税理士と中小企業診断士のダブルライセンスは、メリットは非常に大きいといえます。中小企業の経営について、お金の面からだけではなく、経営上のさまざまな側面についてコンサルティングができるようになるからです。
多くの中小企業は、コンサルタントのなかで最初に税理士と契約します。どんなに小さな会社でも、年に1度は決算・納税が必ず発生するからです。税理士は、中小企業と関わるための入り口として役に立つ資格です。
しかし、中小企業の経営者が税理士に相談したいのはお金のことだけではありません。現在の経営課題や将来の事業計画などについても相談したいと思っています。コンサルタントを何人も雇うことができない中小企業は税理士に、経営問題全般に対するアドバイスを求めています。
ところが、一般に税理士は、財務や会計については専門家でも、経営問題の専門家ではありません。したがって、経営のさまざまな問題について相談された場合には、「それは経営側で考えてください」と腰が引けた態度にどうしてもなりがちです。
こういったクライアントが求める経営上のアドバイスに応えるため、中小企業診断士の資格を取得する税理士は多くいます。中小企業診断士は、経営コンサルタントの国家資格です。お金の面からだけではなく、経営全体を俯瞰することができることから、クライアントに対して幅広い提案をすることができます。
クライアントが税理士に対して経営全般のアドバイスを求める動きは、IT化が加速させているといわれます。クラウド会計ソフトなどが普及することにより、これまで税理士が行ってきた記帳代行や決算・申告書作成業務は、税理士なしでも行うことができるようになりつつあるからです。

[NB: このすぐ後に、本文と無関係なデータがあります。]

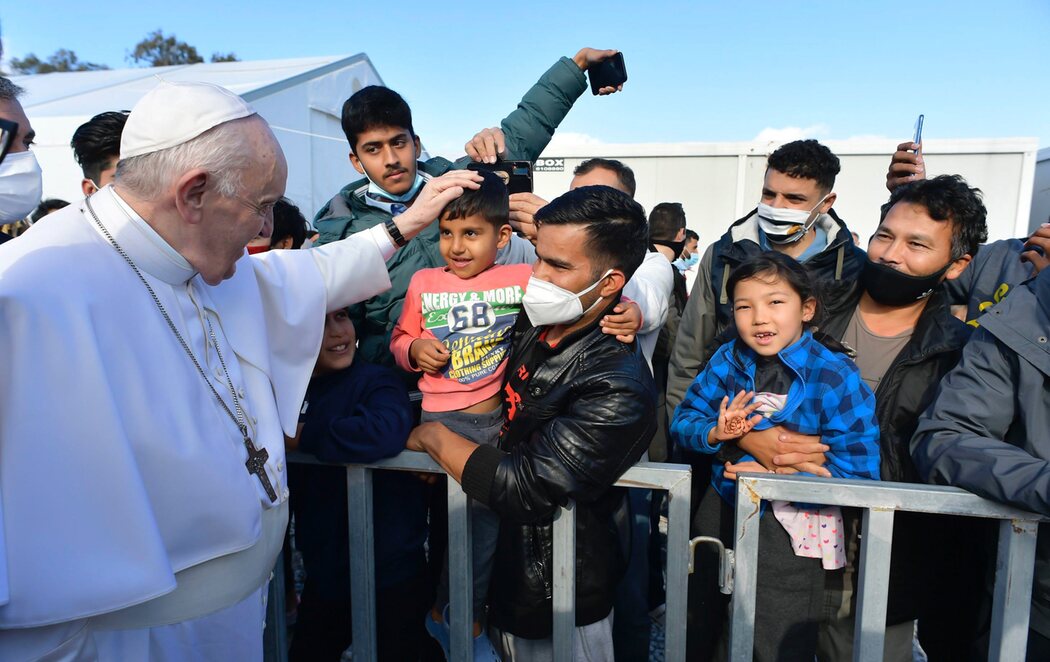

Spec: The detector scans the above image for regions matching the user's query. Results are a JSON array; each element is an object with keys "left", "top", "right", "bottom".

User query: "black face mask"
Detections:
[
  {"left": 860, "top": 260, "right": 952, "bottom": 306},
  {"left": 653, "top": 240, "right": 686, "bottom": 260}
]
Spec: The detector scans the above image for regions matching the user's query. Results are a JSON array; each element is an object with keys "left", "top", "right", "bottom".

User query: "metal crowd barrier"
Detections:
[
  {"left": 265, "top": 451, "right": 692, "bottom": 662},
  {"left": 726, "top": 474, "right": 1048, "bottom": 662}
]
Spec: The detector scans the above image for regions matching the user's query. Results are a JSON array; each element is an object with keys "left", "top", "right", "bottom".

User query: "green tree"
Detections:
[
  {"left": 11, "top": 48, "right": 109, "bottom": 74},
  {"left": 128, "top": 29, "right": 204, "bottom": 66}
]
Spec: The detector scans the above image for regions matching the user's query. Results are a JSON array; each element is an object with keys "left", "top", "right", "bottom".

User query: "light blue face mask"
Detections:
[{"left": 364, "top": 170, "right": 426, "bottom": 203}]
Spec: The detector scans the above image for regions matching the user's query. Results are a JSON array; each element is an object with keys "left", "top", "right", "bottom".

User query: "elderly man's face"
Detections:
[{"left": 194, "top": 121, "right": 288, "bottom": 285}]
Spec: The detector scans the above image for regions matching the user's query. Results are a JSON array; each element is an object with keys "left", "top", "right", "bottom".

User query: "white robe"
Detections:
[{"left": 0, "top": 188, "right": 394, "bottom": 658}]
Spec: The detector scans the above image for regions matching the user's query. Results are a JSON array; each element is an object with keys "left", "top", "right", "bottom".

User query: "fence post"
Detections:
[
  {"left": 664, "top": 476, "right": 692, "bottom": 662},
  {"left": 347, "top": 464, "right": 378, "bottom": 662},
  {"left": 988, "top": 519, "right": 1038, "bottom": 662},
  {"left": 551, "top": 501, "right": 576, "bottom": 662},
  {"left": 854, "top": 509, "right": 894, "bottom": 662},
  {"left": 447, "top": 478, "right": 474, "bottom": 662}
]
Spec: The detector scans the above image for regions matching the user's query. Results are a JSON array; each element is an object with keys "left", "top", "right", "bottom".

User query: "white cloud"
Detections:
[{"left": 755, "top": 124, "right": 830, "bottom": 143}]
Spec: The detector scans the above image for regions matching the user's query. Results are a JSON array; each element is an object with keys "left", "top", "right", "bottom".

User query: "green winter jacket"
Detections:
[{"left": 314, "top": 58, "right": 587, "bottom": 378}]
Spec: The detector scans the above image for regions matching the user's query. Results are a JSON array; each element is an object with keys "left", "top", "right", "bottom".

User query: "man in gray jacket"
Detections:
[{"left": 911, "top": 270, "right": 1050, "bottom": 660}]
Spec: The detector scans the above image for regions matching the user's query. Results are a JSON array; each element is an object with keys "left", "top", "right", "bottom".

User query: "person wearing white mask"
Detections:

それにともない、クライアントが税理士に求める役割は、経営アドバイスや節税対策、事業承継、MAS業務など多岐にわたるようになっています。中小企業診断士とのダブルライセンスを持つ税理士は、これからますます求められるようになっていくでしょう。
中小企業診断士の難易度は決して低くありません。しかし、税理士にとっては既修の科目がありますので有利になります。
中小企業診断士の試験科目は、1次試験は、
「経済学・経済政策、財務・会計、企業経営理論、運営管理、経営法務、経営情報システム、中小企業経営・政策」
の6科目です。
2次試験は、筆記試験と口述試験があり、筆記試験は、
「組織(人事含む)、マーケティング・流通、生産・技術、財務・会計」
の4つの事例について、その企業の課題を解決するために何をすれば良いかを提案します。また、口述試験では、筆記試験の事例をもとに、個人ごとの面接が行われます。
中小企業診断士の試験の合格率は、1次試験と2次試験のいずれも近年は20%程度となっています。難易度は決して低くありません。

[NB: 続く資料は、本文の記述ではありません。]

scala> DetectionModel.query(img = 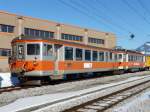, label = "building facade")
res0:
[0,11,116,71]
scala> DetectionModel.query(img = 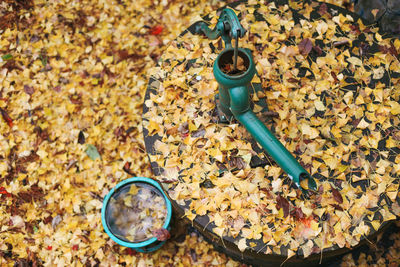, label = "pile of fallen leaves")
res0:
[144,1,400,262]
[0,0,399,266]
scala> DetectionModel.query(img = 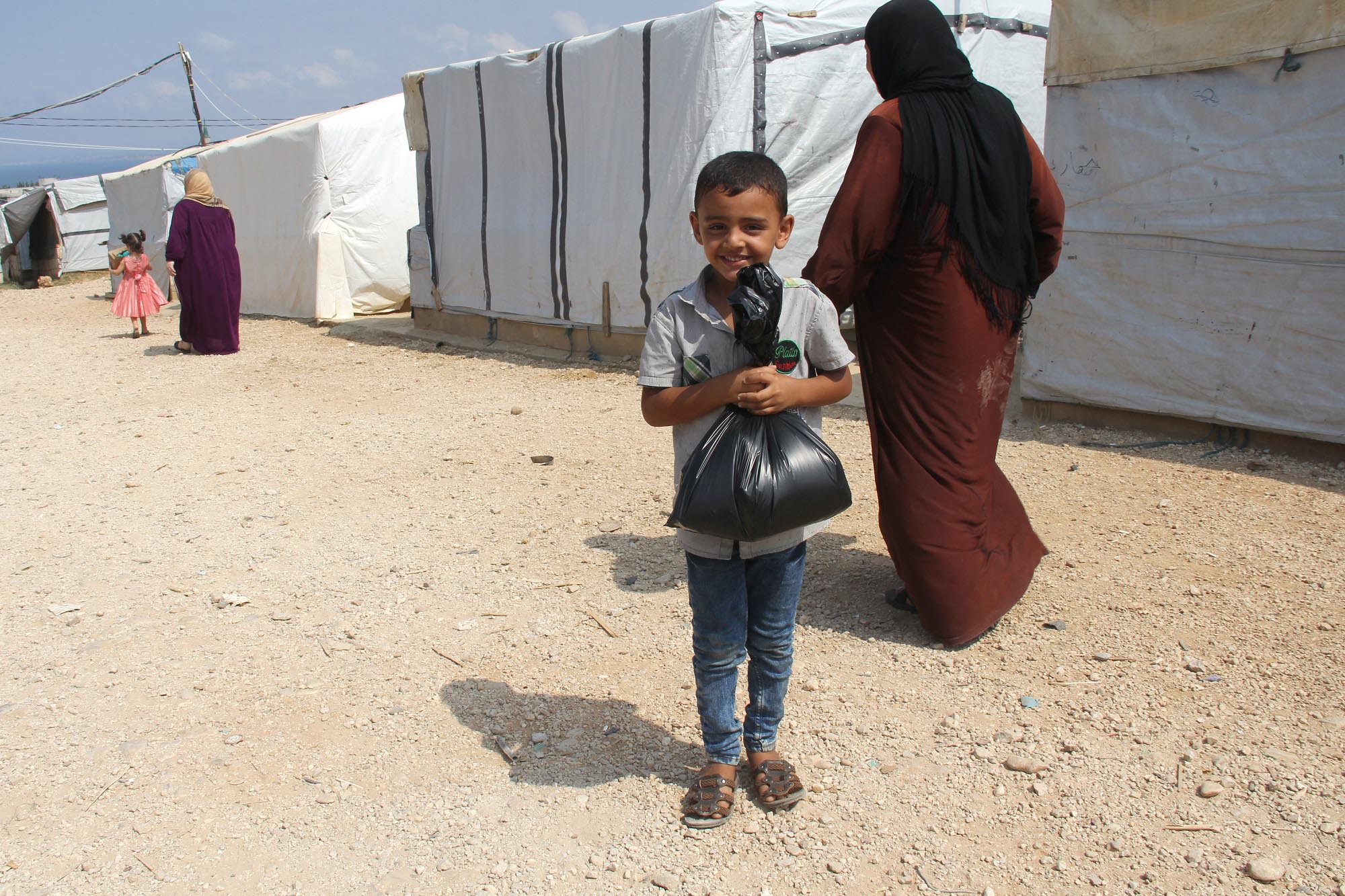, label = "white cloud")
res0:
[482,31,525,52]
[229,69,276,90]
[299,62,346,87]
[332,47,378,77]
[196,31,238,52]
[551,9,592,38]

中小企業診断士の試験のなかで「財務・会計」は、税理士にとっては既修といえる科目です。多くの人が比較的苦手とする科目ですので、税理士にとって中小企業診断士の試験は有利だといえるでしょう。
税理士の資格を持っていると、中小企業診断士の試験科目のうち、「財務・会計」は免除とすることもできます。ただし、この科目を免除とするかどうかは要検討です。
なぜならば、中小企業診断士の試験の合格基準は、
・受験科目全体で得点率が60%以上
・ただし1科目でも得点率40%以下のものがあれば不合格
となっています。したがって、税理士にとって「得意科目」といえる財務・会計をあえて受験することにより、総得点を押し上げるための得点源として活用することもできるからです。